Separately, the company said it has also presented a proposal to the Central Works Council to transfer Fiat Group Automobiles' (FGA's) stake in their Sevelnord joint venture (JV) facility in Valenciennes (France) to PSA on or before 31 December 2012. This will see production of light commercial vehicles (LCVs) for the two groups continue until Euro VI emissions standards come into effect at the end of 2016.
Outlook and Implications
A further reduction to PSA's French headcount has been on the cards for some time now, along with the prospect of at least one plant closure. However, with no let-up in the market decline and the ongoing negative outflow of cash it has now finally decided to bite the bullet and make an announcement of this magnitude. This move follows one that was announced in late 2011, which would see up to 6,000 jobs removed from its European workforce alongside other measures to shore up its financial situation (see France: 27 October 2011: PSA Formally Announces Cost-Cutting Measures for 2012, to Undertake Brazilian Expansion).
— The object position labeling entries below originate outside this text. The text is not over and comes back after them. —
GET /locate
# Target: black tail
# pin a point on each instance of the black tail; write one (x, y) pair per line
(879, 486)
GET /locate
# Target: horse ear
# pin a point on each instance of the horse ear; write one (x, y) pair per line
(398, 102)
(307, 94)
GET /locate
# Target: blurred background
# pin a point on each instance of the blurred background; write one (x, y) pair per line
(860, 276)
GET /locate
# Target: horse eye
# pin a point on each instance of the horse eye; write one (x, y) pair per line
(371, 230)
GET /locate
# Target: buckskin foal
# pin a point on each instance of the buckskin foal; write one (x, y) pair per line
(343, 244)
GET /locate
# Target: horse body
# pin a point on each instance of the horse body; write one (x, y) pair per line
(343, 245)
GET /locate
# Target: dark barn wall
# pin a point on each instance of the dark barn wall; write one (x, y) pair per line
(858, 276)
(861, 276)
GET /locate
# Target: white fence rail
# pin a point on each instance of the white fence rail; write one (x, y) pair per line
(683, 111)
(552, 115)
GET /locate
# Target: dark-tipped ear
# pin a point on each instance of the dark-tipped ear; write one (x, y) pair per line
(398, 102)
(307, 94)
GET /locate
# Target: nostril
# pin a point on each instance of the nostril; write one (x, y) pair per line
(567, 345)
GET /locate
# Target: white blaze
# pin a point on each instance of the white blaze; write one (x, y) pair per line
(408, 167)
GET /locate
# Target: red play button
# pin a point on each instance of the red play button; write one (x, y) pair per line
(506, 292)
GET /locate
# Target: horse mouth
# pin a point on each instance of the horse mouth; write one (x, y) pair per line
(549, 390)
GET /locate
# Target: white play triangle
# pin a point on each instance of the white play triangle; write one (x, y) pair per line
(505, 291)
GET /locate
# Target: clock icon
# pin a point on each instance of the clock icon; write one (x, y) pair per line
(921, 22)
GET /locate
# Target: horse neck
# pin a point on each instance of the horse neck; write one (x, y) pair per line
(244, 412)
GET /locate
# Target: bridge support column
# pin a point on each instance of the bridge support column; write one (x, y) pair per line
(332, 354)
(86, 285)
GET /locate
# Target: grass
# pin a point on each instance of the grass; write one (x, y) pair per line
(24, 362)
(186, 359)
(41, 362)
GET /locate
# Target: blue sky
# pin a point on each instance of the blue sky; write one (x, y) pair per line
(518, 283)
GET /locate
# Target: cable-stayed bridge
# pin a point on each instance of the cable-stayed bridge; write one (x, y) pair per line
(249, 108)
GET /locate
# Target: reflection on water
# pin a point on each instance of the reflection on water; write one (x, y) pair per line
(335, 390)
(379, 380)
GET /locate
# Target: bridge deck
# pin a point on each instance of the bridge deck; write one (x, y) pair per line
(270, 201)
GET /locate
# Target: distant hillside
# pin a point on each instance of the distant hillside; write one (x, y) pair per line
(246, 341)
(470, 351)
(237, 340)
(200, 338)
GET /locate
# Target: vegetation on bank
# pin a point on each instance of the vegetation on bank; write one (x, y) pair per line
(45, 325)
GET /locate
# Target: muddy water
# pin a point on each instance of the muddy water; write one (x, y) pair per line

The Aulnay plant has been on the firing line for several years now. Despite the automaker's best efforts to resize the site during recent times, it has been unable to do much to stem the slide in production levels, it having gone from a high of 420,000 units in 2004 to under 136,000 units in 2011. However, while this is partly caused by economic forces outside its control, it has not been helped by the opening of the Trnava (Slovakia) plant that opened in 2006, which builds vehicles on the same platform as the Citroën C3. Indeed, production levels at Trnava have been thought to have been held back from initially proposed levels in order to shield more established plants, most notably in France.
While PSA has emphasised that it will support workers in their redeployment within the business or finding new jobs, this will be of little consolation to unions. Indeed, Agence France-Presse (AFP) cited unions as describing the announcement as a "declaration of war" and an "earthquake". Members of the new Socialist government of François Hollande, brought in partly on a policy of job creation, have also reacted against the plan. Social Affairs Minister Marisol Touraine was quoted by Reuters as telling Europe 1: "We cannot accept something like this… The state is going to look at the company's strategy and what should be demanded in the interests of its workers. This is a study which will take two weeks... There will be a meeting at the end of the month". Such public large-scale job losses will add to the government's difficulties in implementing significant public-sector spending cuts expected in the budget for 2013 and bringing in measures aimed at increasing the country's declining productivity. The announcement comes a day after the completion of a much publicised "social conference" between government representatives, employers' associations and workers' unions, designed to establish a lasting forum in which difficult labour reforms can be discussed and agreed. Despite the government and union backlash, the situation PSA finds itself in is unsustainable and needs to be addressed in this manner if the business is to have a long-term future, or else it will continue to be weakened and leaving open the potential for further, even deeper cuts required in the future.